Cooked pork cut into small pieces
Spring Onions – Derooted and chopped
Mixed vegetables
A few Dried Lime Leaves
A stick of Dried lemon grass
Olive oil
Toasted Sesmame oil
Egg Noodles
Rub ingredients:
1 cup of soy sauce
2 tbsp of hoisin sauce
2 tsp chinese 5 spice
1 Tsp onion powder
1 tsp finely ground black pepper
1 tsp ground cumin
2 tbsp white sugar
1 tsp red food colouring
1 tsp garlic salt
1 tbsp honey
1 tbsp rice wine – or sherry
1 tsp fresh grated ginger


Char Siu sauce

Mix marinade ingredients in a small jug.

When adding honey melt by placing jug in a bowl of boiling water and stir until fully mixed.

cooked pork

Make sure your cooked pork is cut into small bite-sized pieces before adding the marinade (Trust me it’s much easier than trying to do it afterwards).

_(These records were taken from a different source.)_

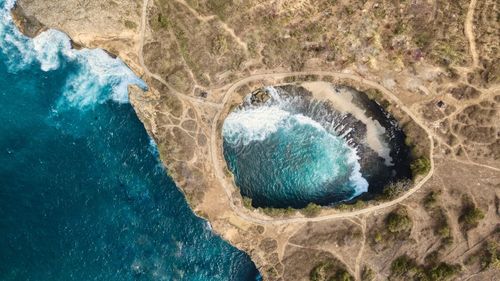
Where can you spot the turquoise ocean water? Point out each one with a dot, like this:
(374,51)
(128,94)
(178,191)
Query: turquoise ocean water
(282,158)
(82,193)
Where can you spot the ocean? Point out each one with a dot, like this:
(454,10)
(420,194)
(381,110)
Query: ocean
(83,195)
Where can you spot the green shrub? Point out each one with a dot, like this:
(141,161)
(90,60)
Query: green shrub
(319,271)
(378,237)
(341,275)
(402,265)
(311,210)
(367,274)
(398,221)
(278,212)
(394,189)
(130,24)
(491,257)
(406,266)
(247,202)
(420,166)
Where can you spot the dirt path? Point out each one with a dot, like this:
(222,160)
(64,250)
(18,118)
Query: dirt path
(469,32)
(357,265)
(213,17)
(248,215)
(155,76)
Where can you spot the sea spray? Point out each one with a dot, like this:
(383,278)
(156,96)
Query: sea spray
(81,196)
(282,158)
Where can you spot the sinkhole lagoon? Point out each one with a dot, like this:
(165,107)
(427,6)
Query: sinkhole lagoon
(291,145)
(83,195)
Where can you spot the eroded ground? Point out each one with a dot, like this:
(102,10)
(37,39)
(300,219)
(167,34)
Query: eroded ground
(436,63)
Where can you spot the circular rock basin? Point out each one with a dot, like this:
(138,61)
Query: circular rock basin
(291,145)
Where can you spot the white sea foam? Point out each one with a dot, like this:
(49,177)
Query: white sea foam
(96,69)
(48,47)
(256,123)
(252,124)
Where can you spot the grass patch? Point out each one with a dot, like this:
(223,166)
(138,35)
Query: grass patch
(420,166)
(130,24)
(430,200)
(408,269)
(328,271)
(398,221)
(395,189)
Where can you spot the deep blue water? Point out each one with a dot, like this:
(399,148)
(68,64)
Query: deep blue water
(82,193)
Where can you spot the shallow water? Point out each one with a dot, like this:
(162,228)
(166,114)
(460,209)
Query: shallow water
(294,149)
(82,193)
(281,158)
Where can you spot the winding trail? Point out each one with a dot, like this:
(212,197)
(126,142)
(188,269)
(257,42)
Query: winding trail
(469,32)
(155,76)
(248,215)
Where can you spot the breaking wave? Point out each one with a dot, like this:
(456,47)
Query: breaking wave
(288,159)
(94,69)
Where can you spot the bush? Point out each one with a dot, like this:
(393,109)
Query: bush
(443,271)
(311,210)
(394,189)
(247,202)
(367,274)
(342,275)
(491,257)
(430,199)
(403,265)
(278,212)
(420,166)
(398,221)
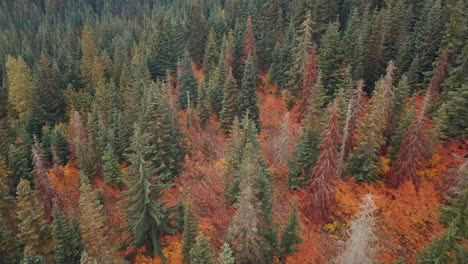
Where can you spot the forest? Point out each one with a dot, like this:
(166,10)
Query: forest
(233,131)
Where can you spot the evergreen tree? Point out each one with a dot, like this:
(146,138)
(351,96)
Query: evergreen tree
(290,235)
(190,232)
(201,252)
(248,99)
(230,104)
(330,60)
(204,107)
(147,220)
(66,238)
(303,48)
(34,231)
(186,83)
(226,255)
(319,197)
(93,226)
(307,152)
(111,167)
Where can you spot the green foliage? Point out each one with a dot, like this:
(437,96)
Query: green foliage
(66,238)
(147,220)
(290,235)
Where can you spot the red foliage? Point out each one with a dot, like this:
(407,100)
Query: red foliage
(320,194)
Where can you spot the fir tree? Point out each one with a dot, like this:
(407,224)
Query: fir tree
(147,220)
(226,255)
(186,83)
(34,231)
(201,252)
(248,99)
(301,53)
(66,238)
(330,60)
(290,235)
(111,167)
(319,197)
(190,232)
(230,104)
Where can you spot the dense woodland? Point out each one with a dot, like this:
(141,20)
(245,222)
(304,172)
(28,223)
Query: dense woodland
(233,131)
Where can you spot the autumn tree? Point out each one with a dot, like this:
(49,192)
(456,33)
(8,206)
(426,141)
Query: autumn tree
(147,220)
(290,235)
(359,249)
(34,231)
(67,238)
(190,232)
(319,197)
(201,252)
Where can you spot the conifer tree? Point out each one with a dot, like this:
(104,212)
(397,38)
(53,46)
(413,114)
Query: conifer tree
(330,60)
(226,255)
(111,167)
(250,47)
(204,107)
(190,232)
(307,152)
(290,235)
(93,226)
(300,58)
(230,104)
(319,197)
(186,83)
(201,252)
(210,58)
(66,238)
(147,220)
(34,231)
(248,99)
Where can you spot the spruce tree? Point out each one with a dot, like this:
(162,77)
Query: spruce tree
(66,238)
(226,255)
(230,104)
(290,235)
(111,167)
(330,60)
(248,99)
(147,220)
(34,231)
(201,252)
(186,83)
(190,232)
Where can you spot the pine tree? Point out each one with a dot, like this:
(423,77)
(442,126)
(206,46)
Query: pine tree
(111,167)
(248,99)
(300,58)
(330,60)
(230,104)
(250,47)
(204,107)
(306,152)
(67,247)
(147,220)
(190,232)
(290,235)
(34,231)
(226,255)
(319,197)
(201,252)
(93,226)
(186,83)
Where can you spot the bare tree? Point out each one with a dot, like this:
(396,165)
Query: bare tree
(359,248)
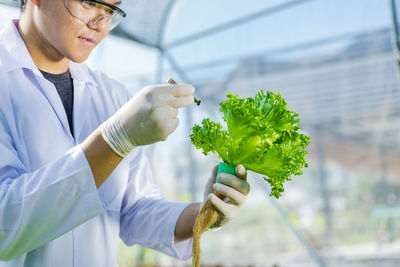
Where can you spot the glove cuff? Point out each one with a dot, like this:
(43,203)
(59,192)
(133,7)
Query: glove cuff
(115,136)
(225,168)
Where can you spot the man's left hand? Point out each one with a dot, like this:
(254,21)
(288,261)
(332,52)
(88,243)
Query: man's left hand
(228,196)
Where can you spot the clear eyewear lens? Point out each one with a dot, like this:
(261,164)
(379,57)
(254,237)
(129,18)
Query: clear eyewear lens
(93,13)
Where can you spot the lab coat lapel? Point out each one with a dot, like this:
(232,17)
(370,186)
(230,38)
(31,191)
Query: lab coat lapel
(50,91)
(81,100)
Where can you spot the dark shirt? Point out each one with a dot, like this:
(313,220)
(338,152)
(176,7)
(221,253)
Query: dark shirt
(65,88)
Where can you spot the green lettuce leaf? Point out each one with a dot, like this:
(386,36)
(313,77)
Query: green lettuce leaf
(262,134)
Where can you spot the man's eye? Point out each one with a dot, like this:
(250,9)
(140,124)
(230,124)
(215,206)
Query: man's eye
(110,11)
(87,3)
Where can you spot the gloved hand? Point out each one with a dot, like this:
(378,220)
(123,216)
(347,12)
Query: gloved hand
(147,118)
(233,190)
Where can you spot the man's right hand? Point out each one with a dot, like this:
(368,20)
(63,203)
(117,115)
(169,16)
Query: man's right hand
(147,118)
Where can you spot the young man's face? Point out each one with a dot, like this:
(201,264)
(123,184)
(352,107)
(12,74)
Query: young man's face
(69,36)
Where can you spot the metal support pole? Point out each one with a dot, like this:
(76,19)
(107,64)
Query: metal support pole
(325,195)
(396,30)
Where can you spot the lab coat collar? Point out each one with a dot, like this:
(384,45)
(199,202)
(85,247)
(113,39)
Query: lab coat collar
(19,57)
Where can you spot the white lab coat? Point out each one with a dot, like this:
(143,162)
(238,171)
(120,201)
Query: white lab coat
(51,213)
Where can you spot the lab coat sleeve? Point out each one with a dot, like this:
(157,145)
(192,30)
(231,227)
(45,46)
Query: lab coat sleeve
(147,217)
(40,206)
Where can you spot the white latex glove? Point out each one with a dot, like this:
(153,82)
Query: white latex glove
(147,118)
(233,190)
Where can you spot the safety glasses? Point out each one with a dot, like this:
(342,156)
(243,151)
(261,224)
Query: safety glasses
(95,12)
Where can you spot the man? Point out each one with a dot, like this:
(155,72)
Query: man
(73,173)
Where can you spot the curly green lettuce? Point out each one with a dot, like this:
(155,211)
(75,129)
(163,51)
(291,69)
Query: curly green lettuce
(262,134)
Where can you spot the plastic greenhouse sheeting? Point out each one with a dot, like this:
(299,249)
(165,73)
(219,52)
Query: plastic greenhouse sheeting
(336,64)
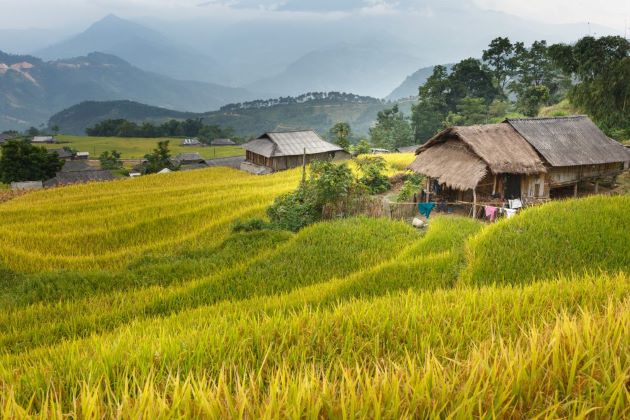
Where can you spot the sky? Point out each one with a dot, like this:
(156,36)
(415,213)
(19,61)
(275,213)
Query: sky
(22,14)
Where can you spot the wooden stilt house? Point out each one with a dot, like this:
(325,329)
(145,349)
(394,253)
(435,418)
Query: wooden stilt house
(528,159)
(277,151)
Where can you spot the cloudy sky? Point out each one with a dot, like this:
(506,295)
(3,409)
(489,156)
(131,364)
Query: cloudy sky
(53,13)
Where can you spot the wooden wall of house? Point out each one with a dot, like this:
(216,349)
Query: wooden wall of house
(287,162)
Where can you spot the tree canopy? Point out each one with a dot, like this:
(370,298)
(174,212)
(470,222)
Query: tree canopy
(21,161)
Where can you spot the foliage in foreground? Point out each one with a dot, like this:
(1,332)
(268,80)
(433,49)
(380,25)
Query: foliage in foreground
(351,318)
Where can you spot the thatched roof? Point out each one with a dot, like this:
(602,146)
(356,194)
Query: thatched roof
(291,143)
(502,148)
(452,163)
(222,142)
(570,141)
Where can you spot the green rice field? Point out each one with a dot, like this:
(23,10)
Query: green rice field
(133,299)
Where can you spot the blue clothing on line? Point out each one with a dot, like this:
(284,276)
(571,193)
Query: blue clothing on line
(425,209)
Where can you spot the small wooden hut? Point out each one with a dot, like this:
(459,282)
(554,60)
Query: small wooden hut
(527,159)
(276,151)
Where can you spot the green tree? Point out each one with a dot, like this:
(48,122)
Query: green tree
(159,159)
(21,161)
(534,69)
(392,130)
(362,147)
(601,67)
(470,79)
(373,174)
(341,133)
(328,182)
(110,160)
(469,111)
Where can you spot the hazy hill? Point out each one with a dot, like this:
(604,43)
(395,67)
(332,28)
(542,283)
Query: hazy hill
(31,90)
(141,46)
(318,111)
(410,86)
(343,67)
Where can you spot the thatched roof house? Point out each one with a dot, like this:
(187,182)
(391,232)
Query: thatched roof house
(460,157)
(276,151)
(519,158)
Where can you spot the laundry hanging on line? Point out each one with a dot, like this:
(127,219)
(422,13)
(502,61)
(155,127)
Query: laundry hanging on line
(515,204)
(425,209)
(509,212)
(491,212)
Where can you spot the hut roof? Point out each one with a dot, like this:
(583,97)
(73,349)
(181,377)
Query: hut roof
(409,149)
(65,178)
(62,153)
(569,141)
(291,143)
(498,145)
(222,142)
(451,163)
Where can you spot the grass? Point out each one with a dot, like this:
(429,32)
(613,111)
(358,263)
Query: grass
(133,299)
(541,241)
(136,148)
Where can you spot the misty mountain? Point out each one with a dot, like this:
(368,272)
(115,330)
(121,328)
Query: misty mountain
(409,88)
(143,47)
(31,90)
(345,67)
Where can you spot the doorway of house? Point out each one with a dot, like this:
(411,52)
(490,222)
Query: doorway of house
(512,186)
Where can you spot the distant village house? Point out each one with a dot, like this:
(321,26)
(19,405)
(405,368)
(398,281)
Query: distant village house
(43,140)
(277,151)
(222,142)
(191,142)
(530,159)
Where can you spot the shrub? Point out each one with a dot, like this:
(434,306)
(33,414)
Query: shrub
(250,225)
(411,185)
(374,174)
(293,211)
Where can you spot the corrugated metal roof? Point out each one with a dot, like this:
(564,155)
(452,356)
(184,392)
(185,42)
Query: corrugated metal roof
(291,143)
(222,142)
(569,141)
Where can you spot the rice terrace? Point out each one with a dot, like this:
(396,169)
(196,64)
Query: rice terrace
(307,209)
(133,298)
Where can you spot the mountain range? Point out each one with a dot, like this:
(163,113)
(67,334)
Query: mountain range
(203,63)
(31,90)
(318,111)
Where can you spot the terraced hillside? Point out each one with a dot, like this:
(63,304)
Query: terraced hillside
(133,299)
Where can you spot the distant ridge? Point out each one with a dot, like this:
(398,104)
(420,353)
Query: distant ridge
(315,110)
(32,89)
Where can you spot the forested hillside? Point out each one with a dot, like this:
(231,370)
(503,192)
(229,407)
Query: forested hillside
(316,110)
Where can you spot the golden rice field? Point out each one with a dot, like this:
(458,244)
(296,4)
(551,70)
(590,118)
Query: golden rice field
(132,299)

My advice is don’t wear anything white while making this recipe… you’ll never get that red food colouring out.

Char Siu Marinade pork

Slowly pour the marinade over the pork pieces and continually spoon over until nicely coated.

Cover and place in the fridge for about 4 hours to let the marinade soak into the meat. mix occasionally to get an even coating while marinating.


Once ready to cook add the lime leaves and lemon grass to a cup of hot water to rehydrate. If you can get fresh lemon grass this will taste much better and will save lots of time. 

Add a little olive oil to a deep sided pan or wok  and add lemon grass and lime leaves to brown.

Sprint onions

Chop your spring onions and mushrooms.

sesame oil

Add to the pan along with a little toasted sesame nut oil. This stuff can easily overpower with it’s nutty flavour, so I use a tiny splash of this mixed with a good slosh of good olive oil and I find this works well.

Mushrooms and spring onions

Add the chopped mushrooms and spring onions to the pan.

Add the noodles

Cook until browned. 

At this point stick your noodles in a pan of hot water from the kettle and place on the hob, add a good slosh of dark soy sauce to add a little flavour.

Add the meat

Get your meat and slowly add to the pan.

A little of the sauce is a good thing but not too much, as your mushrooms will end up red which you don’t want.

Char Siu pork

Give your noodles a stir, heat the meat in the pan until the excess sauce boils down to a sticky mixture, make sure you coat the meat before it boils away completely. This is where all the flavour is, as the sugar and honey caramelise their flavours will mix with the salty tang of the soy sauce and five-spice.

Char Siu Pork

You want the edges of your pork to start turning black – this isn’t burnt, this is all that sticky flavour – if it starts to smoke turn down the heat.

Add your mixed vegetables – fresh is always better but if like me you’ve run out but you have a bag of frozen mixed veg in the freezer these will do, heat through stirring to coat in any leftover flavour from the marinade.

Char Siu Pork

Your noodles should take about 4 minutes from boiling so they should be ready now.

Drain the noodles and add to a serving bowl, stack the pork on top and edge with the mixed vegetables.

Take the lemongrass and lime leaves out before serving.